We had one of the most productive Sundays we have had around the house in a while. After a month spent shuttling between hospitals more than being at home, these weekends where we tackle household chores and start the week with a fresh slate are truly cherished. As I sit here typing and struggling to keep my eyes open, I can't help but release a sigh of gratitude and contentment. I am thankful for the slowness of the day. I am thankful for clean bedsheets. I am thankful all of us are home. I am thankful I had the opportunity to bicker a bit with my husband.

Yes, you read that last line right.

Around mid-day, Josh and I were both in full swing cleaning mode, each engrossed in our respective tasks. The morning had been a bit chaotic, with Marsaili having multiple episodes of vomiting and refusing her naps, while Liam, still buzzing from the excitement of not one, but TWO birthday parties the day before, clamored for the banana bread to cook faster, more Wild Kratz episodes, and to go somewhere "fun." By the time the afternoon rolled around, we were both drained, yet keenly aware that we needed to keep our momentum if we wanted to get everything done that we needed to in order to start the week off calmly.

As Josh tidied up his side of the sink and his clothes on our bedroom floor, I made my way into the laundry room to change over the loads in the washer and dryer, as well as to do one of the tasks I absolutely dread doing...

The litter box.

We both hate it. And today was a day that the entire box needed to get dumped and wiped down. The floor needed a good vacuuming and scrubbing. It was a task, and though I dreaded it, I was determined to get it over with as quickly as possible. Trapped between a rug and displaced laundry baskets, I asked Josh if he could run down and grab me some trash bags. 

"I'll bring you some grocery bags, the trash bags we have for the kitchen haven't been holding up well with the litter," he suggested.

"Oh, well then grab one of the big oversized bags from the garage."

"No, I don't really want to waste those. Can I just get you the grocery bags? Just trust me."

"...I'd really like it if you'd just get me the trash bags, please," I insisted.

Five minutes later.

"I couldn't find the big bags downstairs so I got you two of the regular kitchen bags and you can double them up."

"I said they were in the garage!"

"What? I don't think you did...I didn't hear you."

...and so began our back-and-forth bickering for the next ten minutes, with me bringing out the ice-COLD shoulder, which then led to Liam saying, "Guys it's ok to be upset, but we gotta be nice," which then led to us both feeling guilty for being called out by our five year old, irritated that we were bickering, and just overall in need of some space.

Josh headed out to mow the grass and I stayed inside to finish up loads of laundry. While he was outside, I did what every highly sensitive spouse naturally does during that time of "taking space..."

I thought about my comeback.

I thought up a thousand different ways to make sure my perspective was heard. I ran through different conversation scenarios in my head bound and determined that he would understand why I had gotten upset. In the midst of my silent rampage, I glanced outside at Josh taking a break at the fence under the Georgia heat after bagging a load of the grass. I pulled out my phone and texted him, "Would you like me to bring you some Gatorade?" 

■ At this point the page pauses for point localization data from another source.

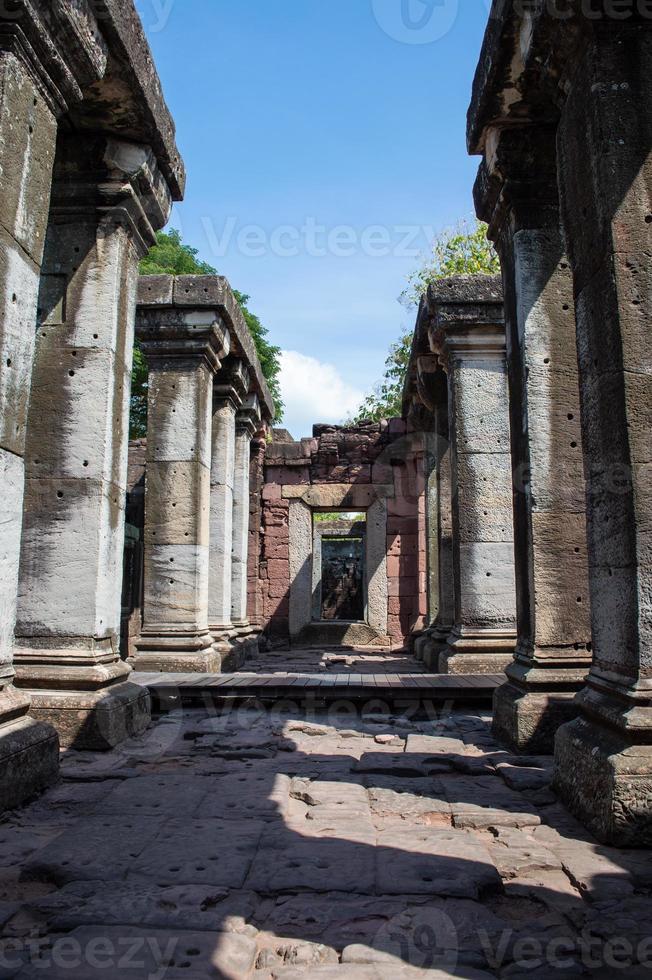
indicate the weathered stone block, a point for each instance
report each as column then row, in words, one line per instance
column 11, row 515
column 18, row 300
column 177, row 503
column 29, row 132
column 180, row 408
column 177, row 585
column 66, row 522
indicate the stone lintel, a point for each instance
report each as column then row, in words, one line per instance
column 97, row 66
column 516, row 186
column 111, row 179
column 232, row 382
column 525, row 49
column 183, row 334
column 214, row 292
column 335, row 495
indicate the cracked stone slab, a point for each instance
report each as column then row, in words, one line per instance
column 435, row 745
column 332, row 859
column 144, row 903
column 484, row 801
column 589, row 868
column 251, row 794
column 162, row 793
column 433, row 861
column 517, row 855
column 131, row 953
column 100, row 848
column 212, row 852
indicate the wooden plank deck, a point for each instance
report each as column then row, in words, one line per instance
column 188, row 688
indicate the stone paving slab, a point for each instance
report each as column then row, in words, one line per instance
column 129, row 952
column 311, row 866
column 99, row 849
column 433, row 861
column 212, row 852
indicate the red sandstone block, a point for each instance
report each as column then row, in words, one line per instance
column 278, row 589
column 277, row 549
column 271, row 491
column 402, row 586
column 287, row 475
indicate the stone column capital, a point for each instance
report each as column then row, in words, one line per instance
column 231, row 384
column 182, row 335
column 27, row 32
column 117, row 181
column 249, row 416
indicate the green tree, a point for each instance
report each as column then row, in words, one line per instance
column 172, row 258
column 465, row 250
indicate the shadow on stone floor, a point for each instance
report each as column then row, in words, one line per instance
column 220, row 843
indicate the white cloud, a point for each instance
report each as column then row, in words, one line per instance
column 314, row 392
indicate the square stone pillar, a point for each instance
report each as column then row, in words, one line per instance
column 183, row 347
column 247, row 424
column 516, row 193
column 230, row 390
column 108, row 197
column 28, row 129
column 468, row 334
column 604, row 758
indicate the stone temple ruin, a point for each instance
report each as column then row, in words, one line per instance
column 500, row 531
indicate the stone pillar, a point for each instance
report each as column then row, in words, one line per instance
column 604, row 758
column 517, row 194
column 28, row 750
column 183, row 348
column 468, row 334
column 108, row 197
column 247, row 423
column 230, row 388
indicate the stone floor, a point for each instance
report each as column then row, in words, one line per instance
column 266, row 844
column 356, row 660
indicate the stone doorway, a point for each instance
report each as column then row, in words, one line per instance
column 339, row 580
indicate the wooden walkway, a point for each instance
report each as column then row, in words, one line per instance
column 326, row 688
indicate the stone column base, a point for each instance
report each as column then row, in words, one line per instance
column 606, row 782
column 527, row 721
column 94, row 720
column 235, row 645
column 29, row 751
column 477, row 653
column 176, row 653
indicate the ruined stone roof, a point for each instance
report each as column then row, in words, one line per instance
column 97, row 71
column 213, row 292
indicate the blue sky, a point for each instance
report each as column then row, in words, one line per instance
column 323, row 138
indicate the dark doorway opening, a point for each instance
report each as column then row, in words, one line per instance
column 342, row 579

"I'm ok right now. Thanks, though."

Suddenly, I let go of my internal dialogue. 

We gradually finished up our tasks for the afternoon, and Josh made some hotdogs and hamburgers on the grill. With Marsaili finally asleep, I got Liam showered and in his pajamas before making my way to the dinner table. We all ate very contentedly after having spent the day running around. Before I made my way upstairs again to check on Marsaili, I stood up beside Josh's chair, gave him a hug and a kiss and said,

"I'm sorry I got so frustrated. We really shouldn't be fighting about trash bags."

A hint of a smirk crossed his face as he nodded in acknowledgement, replying, "fair enough."

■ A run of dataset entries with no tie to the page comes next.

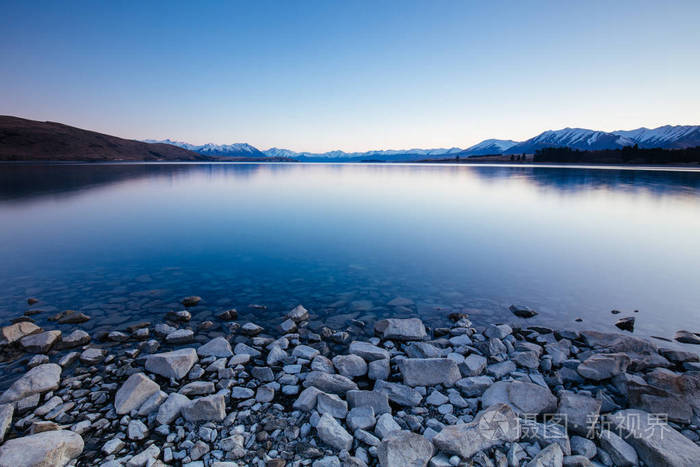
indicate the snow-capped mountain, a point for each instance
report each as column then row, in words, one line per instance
column 667, row 136
column 490, row 146
column 574, row 138
column 210, row 149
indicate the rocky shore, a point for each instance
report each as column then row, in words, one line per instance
column 396, row 394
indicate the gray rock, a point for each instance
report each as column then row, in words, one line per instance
column 378, row 400
column 368, row 351
column 350, row 366
column 473, row 365
column 307, row 399
column 332, row 405
column 603, row 366
column 134, row 392
column 524, row 398
column 40, row 343
column 399, row 393
column 583, row 446
column 136, row 430
column 429, row 371
column 205, row 409
column 92, row 356
column 50, row 448
column 218, row 347
column 581, row 412
column 551, row 456
column 491, row 427
column 474, row 385
column 332, row 433
column 656, row 442
column 385, row 425
column 171, row 408
column 6, row 412
column 336, row 384
column 180, row 336
column 404, row 448
column 14, row 332
column 175, row 364
column 622, row 454
column 299, row 313
column 410, row 329
column 38, row 380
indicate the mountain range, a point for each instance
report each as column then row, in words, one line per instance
column 665, row 137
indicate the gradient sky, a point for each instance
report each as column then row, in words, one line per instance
column 354, row 75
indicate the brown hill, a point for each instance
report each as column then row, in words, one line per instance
column 31, row 140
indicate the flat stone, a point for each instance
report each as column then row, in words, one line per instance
column 429, row 371
column 175, row 364
column 171, row 408
column 368, row 351
column 409, row 329
column 134, row 392
column 218, row 347
column 581, row 412
column 14, row 332
column 336, row 384
column 494, row 426
column 622, row 454
column 350, row 366
column 551, row 456
column 332, row 405
column 656, row 442
column 205, row 409
column 181, row 336
column 299, row 313
column 92, row 356
column 524, row 398
column 50, row 448
column 39, row 379
column 399, row 393
column 332, row 433
column 404, row 448
column 378, row 400
column 40, row 343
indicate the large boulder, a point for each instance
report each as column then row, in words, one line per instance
column 205, row 409
column 46, row 449
column 429, row 371
column 134, row 392
column 332, row 433
column 218, row 347
column 524, row 398
column 404, row 448
column 175, row 364
column 655, row 441
column 491, row 427
column 409, row 329
column 39, row 379
column 40, row 343
column 15, row 332
column 603, row 366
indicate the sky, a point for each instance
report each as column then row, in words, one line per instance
column 351, row 75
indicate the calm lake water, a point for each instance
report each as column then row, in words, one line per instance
column 127, row 242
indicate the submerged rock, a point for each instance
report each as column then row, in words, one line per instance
column 39, row 379
column 50, row 448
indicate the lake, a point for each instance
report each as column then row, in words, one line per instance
column 125, row 242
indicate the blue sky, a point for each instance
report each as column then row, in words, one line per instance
column 354, row 75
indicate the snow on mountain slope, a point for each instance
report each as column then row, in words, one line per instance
column 575, row 138
column 210, row 149
column 667, row 136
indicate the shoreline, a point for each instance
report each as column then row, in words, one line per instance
column 299, row 394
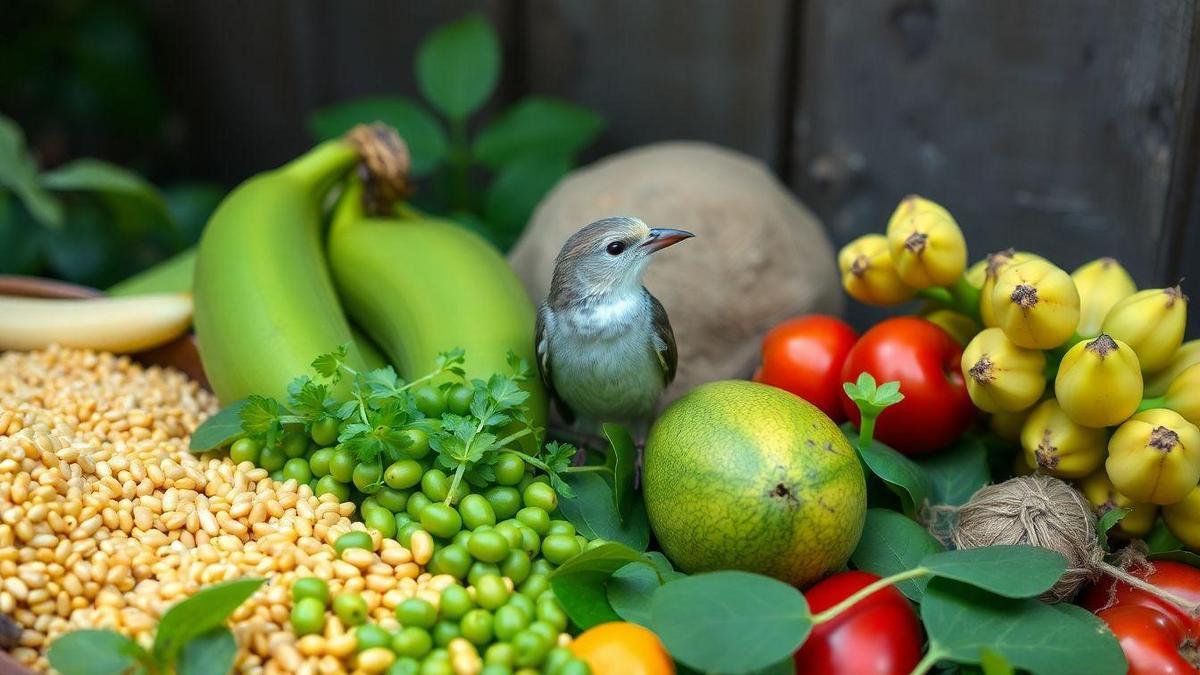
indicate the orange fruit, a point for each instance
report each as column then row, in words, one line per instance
column 622, row 649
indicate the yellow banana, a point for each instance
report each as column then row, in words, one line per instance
column 1102, row 284
column 112, row 324
column 420, row 286
column 265, row 304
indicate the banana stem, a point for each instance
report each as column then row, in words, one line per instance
column 323, row 166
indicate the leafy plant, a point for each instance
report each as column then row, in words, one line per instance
column 192, row 638
column 88, row 221
column 492, row 180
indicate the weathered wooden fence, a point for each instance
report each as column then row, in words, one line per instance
column 1066, row 126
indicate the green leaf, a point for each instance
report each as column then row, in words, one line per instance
column 961, row 620
column 219, row 430
column 459, row 65
column 18, row 172
column 537, row 125
column 580, row 583
column 893, row 543
column 515, row 191
column 903, row 476
column 730, row 621
column 424, row 135
column 210, row 653
column 1108, row 521
column 593, row 513
column 622, row 460
column 1009, row 571
column 208, row 609
column 955, row 473
column 95, row 652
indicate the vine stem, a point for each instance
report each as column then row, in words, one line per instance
column 931, row 657
column 865, row 591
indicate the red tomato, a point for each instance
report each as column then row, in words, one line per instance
column 879, row 635
column 1156, row 635
column 936, row 408
column 804, row 356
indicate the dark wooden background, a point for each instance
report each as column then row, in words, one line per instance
column 1065, row 126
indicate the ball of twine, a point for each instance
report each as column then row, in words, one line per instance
column 1037, row 511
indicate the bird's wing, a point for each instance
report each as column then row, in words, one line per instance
column 541, row 344
column 664, row 340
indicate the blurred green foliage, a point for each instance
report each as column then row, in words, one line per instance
column 490, row 180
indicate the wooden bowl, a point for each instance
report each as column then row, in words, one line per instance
column 181, row 353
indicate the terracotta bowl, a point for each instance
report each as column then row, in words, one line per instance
column 180, row 353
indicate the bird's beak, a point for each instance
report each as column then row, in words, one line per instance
column 664, row 237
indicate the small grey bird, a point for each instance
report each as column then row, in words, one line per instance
column 605, row 347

We didn't need to say anything else. We didn't spiral into an hour-long communication rabbit hole or getting defensive about our respective feelings in that moment. We both knew that everything that needed to be said was wrapped up in that one sentence: we really didn't need to be fighting about trash bags. 

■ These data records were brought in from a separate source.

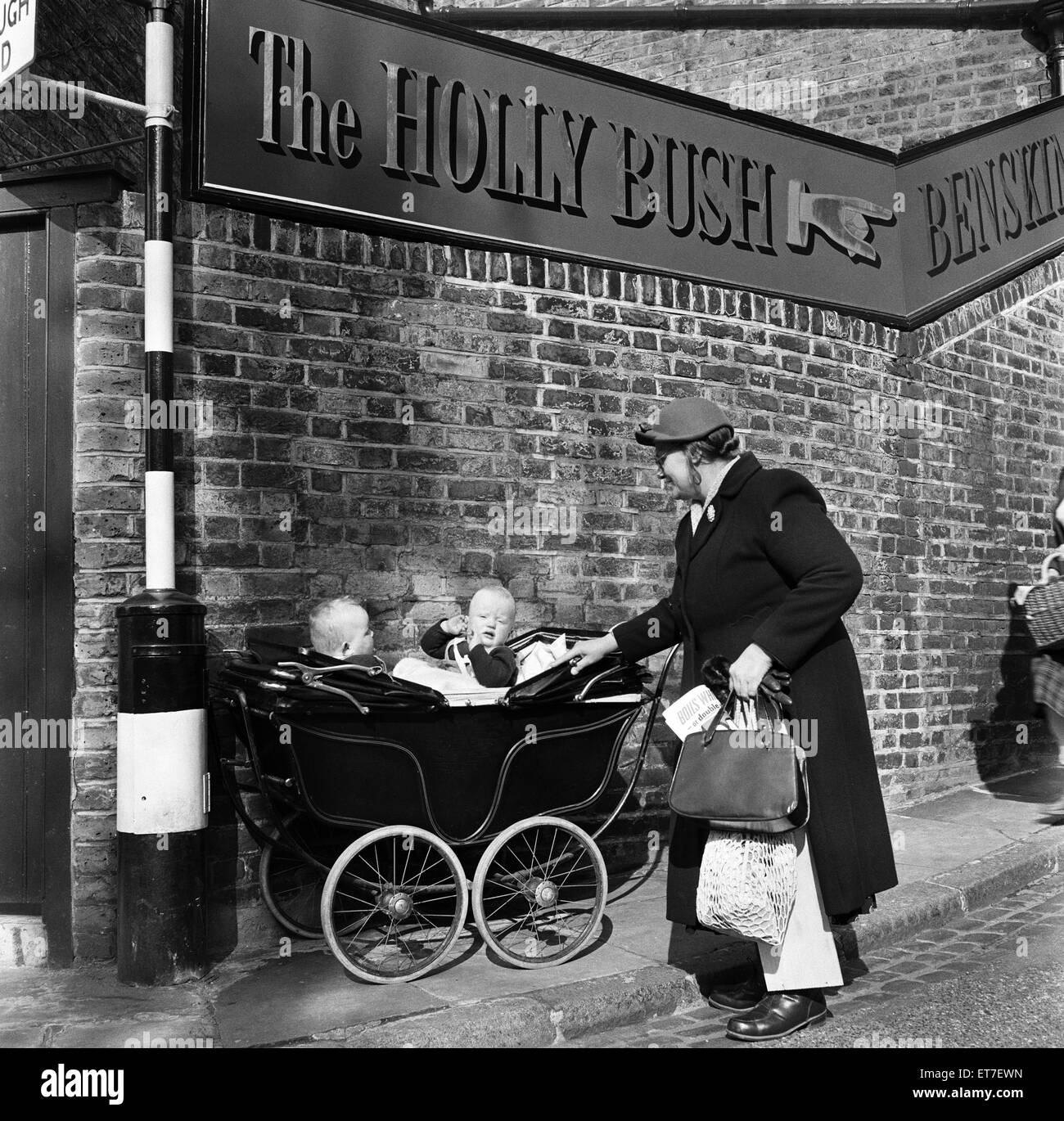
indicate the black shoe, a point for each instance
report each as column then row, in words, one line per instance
column 738, row 997
column 778, row 1015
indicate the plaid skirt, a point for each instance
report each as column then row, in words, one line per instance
column 1048, row 679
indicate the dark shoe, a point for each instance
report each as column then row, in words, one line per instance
column 778, row 1015
column 738, row 997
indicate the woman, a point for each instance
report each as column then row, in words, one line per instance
column 764, row 578
column 1048, row 669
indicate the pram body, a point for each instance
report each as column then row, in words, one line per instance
column 390, row 808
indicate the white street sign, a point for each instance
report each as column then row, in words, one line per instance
column 18, row 36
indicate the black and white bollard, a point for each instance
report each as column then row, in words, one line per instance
column 163, row 790
column 163, row 782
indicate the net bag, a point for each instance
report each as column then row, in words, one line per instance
column 747, row 885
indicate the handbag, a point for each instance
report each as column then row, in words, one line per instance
column 1044, row 609
column 748, row 885
column 742, row 772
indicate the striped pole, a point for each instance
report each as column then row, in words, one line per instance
column 163, row 784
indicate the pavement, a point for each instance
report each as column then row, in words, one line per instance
column 955, row 853
column 990, row 980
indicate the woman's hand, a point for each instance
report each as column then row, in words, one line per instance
column 588, row 653
column 748, row 669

I'm so grateful for this moment of clarity. It was a reminder that sometimes, the little disagreements that consume our energy and create tension aren't worth the battle. After all, we have already battled so much together in the past year. Trash bags pale in comparison to what we have endured during our first year of navigating the challenges of medically complex parenthood.

I realized it was not about who was right or wrong but rather about recognizing the preciousness of the time we have together as a family. It's about choosing kindness, understanding, and forgiveness over the need to prove a point because life is simply just too short.